Nadine langsung heboh dan histeris sambil meremas-remas tangan Lidya karena geram, ia merasa iri dengan keberuntungan sahabatnya itu. Tentu saja, pria tertampan yang pernah dilihatnya mengobrol bahkan mengunjungi rumah sahabatnya. Andai saja Nadine di posisi Lidya ia sudah mengarungi Aaron.

Lidya tidak terlalu mendengarkan ucapan-ucapan Nadine, ia sibuk berpikir. Ketika ia tampil lagi, haruskah ia memberitahu Aaron? Tidakkah pria itu hanya basa-basi saja? Entah itu basa-basi atau bukan, Lidya akan tetap memberitahunya meski pria itu tidak akan datang sekali pun. Ia hanya melakukan sesuai yang Aaron bilang, bukan?

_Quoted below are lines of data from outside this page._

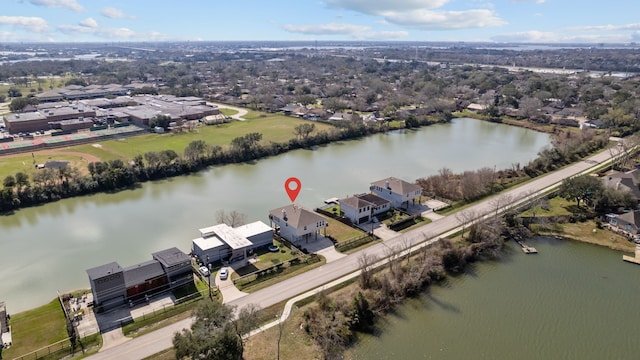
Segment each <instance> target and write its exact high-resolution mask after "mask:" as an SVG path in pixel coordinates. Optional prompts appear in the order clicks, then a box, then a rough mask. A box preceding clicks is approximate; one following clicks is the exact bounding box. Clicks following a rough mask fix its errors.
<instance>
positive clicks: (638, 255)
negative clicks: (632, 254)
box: [622, 245, 640, 265]
mask: <svg viewBox="0 0 640 360" xmlns="http://www.w3.org/2000/svg"><path fill="white" fill-rule="evenodd" d="M622 260H624V261H626V262H630V263H633V264H637V265H640V245H636V256H635V257H633V256H629V255H622Z"/></svg>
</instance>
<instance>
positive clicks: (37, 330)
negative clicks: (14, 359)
mask: <svg viewBox="0 0 640 360" xmlns="http://www.w3.org/2000/svg"><path fill="white" fill-rule="evenodd" d="M10 325H11V337H12V340H13V346H12V347H11V348H10V349H7V350H4V352H3V353H2V356H3V357H4V358H5V359H13V358H16V357H19V356H21V355H25V354H28V353H30V352H33V351H36V350H39V349H42V348H44V347H47V346H49V345H50V344H53V343H56V342H58V341H61V340H64V339H66V338H67V327H66V322H65V318H64V313H63V311H62V308H61V307H60V302H59V301H58V299H54V300H52V301H51V302H49V303H48V304H46V305H43V306H40V307H37V308H35V309H31V310H27V311H24V312H21V313H17V314H13V315H12V316H11V321H10Z"/></svg>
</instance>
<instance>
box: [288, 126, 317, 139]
mask: <svg viewBox="0 0 640 360" xmlns="http://www.w3.org/2000/svg"><path fill="white" fill-rule="evenodd" d="M315 129H316V124H310V123H302V124H300V125H296V127H295V128H293V133H294V134H295V135H296V136H298V137H299V138H300V140H302V141H305V140H306V139H307V137H309V135H311V133H312V132H313V131H314V130H315Z"/></svg>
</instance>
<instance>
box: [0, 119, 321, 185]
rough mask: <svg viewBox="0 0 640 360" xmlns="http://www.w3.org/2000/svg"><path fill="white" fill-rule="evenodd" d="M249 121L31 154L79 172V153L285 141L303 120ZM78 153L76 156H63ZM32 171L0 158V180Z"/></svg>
mask: <svg viewBox="0 0 640 360" xmlns="http://www.w3.org/2000/svg"><path fill="white" fill-rule="evenodd" d="M247 117H248V118H250V119H251V120H247V121H234V122H231V123H228V124H223V125H214V126H202V127H199V128H198V130H197V131H194V132H185V133H179V134H170V133H169V134H144V135H139V136H133V137H129V138H124V139H118V140H107V141H101V142H97V143H94V144H85V145H76V146H68V147H63V148H57V149H49V150H42V151H36V152H34V155H35V157H36V163H42V162H44V161H46V160H48V159H51V160H65V161H71V165H75V166H77V167H78V168H80V169H85V168H86V166H85V165H86V163H87V160H86V159H84V158H83V159H80V157H81V155H82V154H86V155H89V156H92V157H95V158H97V160H100V161H108V160H114V159H121V160H123V161H127V160H131V159H133V158H134V157H135V156H136V155H142V154H144V153H146V152H149V151H162V150H173V151H175V152H176V153H178V154H182V153H183V152H184V149H185V147H186V146H187V145H188V144H189V143H190V142H192V141H195V140H203V141H205V142H206V143H207V144H209V145H219V146H227V145H228V144H230V143H231V140H233V139H234V138H236V137H240V136H244V135H246V134H248V133H252V132H258V133H261V134H262V144H269V143H271V142H288V141H289V140H290V139H292V138H294V137H295V134H294V133H293V131H294V128H295V127H296V126H297V125H299V124H302V123H304V122H305V121H306V120H301V119H298V118H293V117H289V116H284V115H280V114H266V113H262V112H255V111H250V112H249V114H248V115H247ZM314 124H315V126H316V131H320V130H327V129H332V128H333V127H332V126H331V125H327V124H323V123H314ZM65 152H66V153H70V152H73V153H78V154H77V156H70V155H68V154H67V155H63V154H62V153H65ZM32 169H33V158H32V157H31V153H30V152H28V153H24V154H23V155H22V154H19V155H9V156H4V157H0V178H4V177H5V176H7V175H13V174H15V173H16V172H18V171H26V170H30V171H32Z"/></svg>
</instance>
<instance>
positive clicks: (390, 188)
mask: <svg viewBox="0 0 640 360" xmlns="http://www.w3.org/2000/svg"><path fill="white" fill-rule="evenodd" d="M369 189H370V190H371V192H372V193H373V194H375V195H376V196H379V197H381V198H383V199H385V200H388V201H389V202H391V206H393V207H395V208H402V207H405V208H407V207H409V205H410V204H416V203H420V196H421V195H422V188H421V187H420V186H418V185H416V184H412V183H410V182H407V181H404V180H402V179H398V178H394V177H389V178H386V179H382V180H378V181H375V182H372V183H371V186H370V187H369Z"/></svg>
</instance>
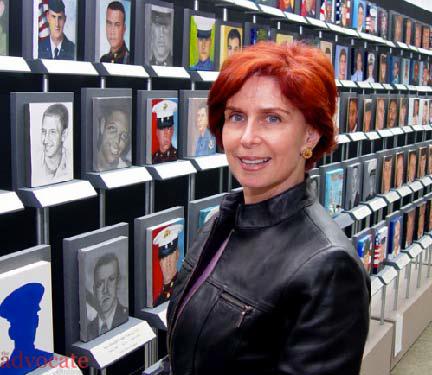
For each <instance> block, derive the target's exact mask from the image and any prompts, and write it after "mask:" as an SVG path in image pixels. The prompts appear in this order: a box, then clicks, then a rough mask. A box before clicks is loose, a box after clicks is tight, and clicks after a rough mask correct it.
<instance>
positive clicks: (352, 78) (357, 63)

Seberkas ingatan lewat di dalam pikiran Lidya tentang tragedi kampusnya, Dosen Gwen dan Adelia. Apa mungkinkah Aaron dalangnya, persis seperti persepsi orang-orang? Tapi entah mengapa Lidya tidak percaya. Aaron cukup baik dengannya, Aaron masih punya hati, tidak mungkin Aaron yang melakukannya, bukan?

"Lidya! Ih, kamu enggak mendengarkanku!" Kesal Nadine mendorong bahu temannya itu. "Dasar hobi melamun!"

"Eh, tentang Bu Gwen dan Adelia bagaimana?" Tanya Lidya berbaring di atas queen size-nya. Tetap saja ia penasaran dengan misteri yang belum dipecahkan pemerintah tentang anggota lingkungan kampusnya itu.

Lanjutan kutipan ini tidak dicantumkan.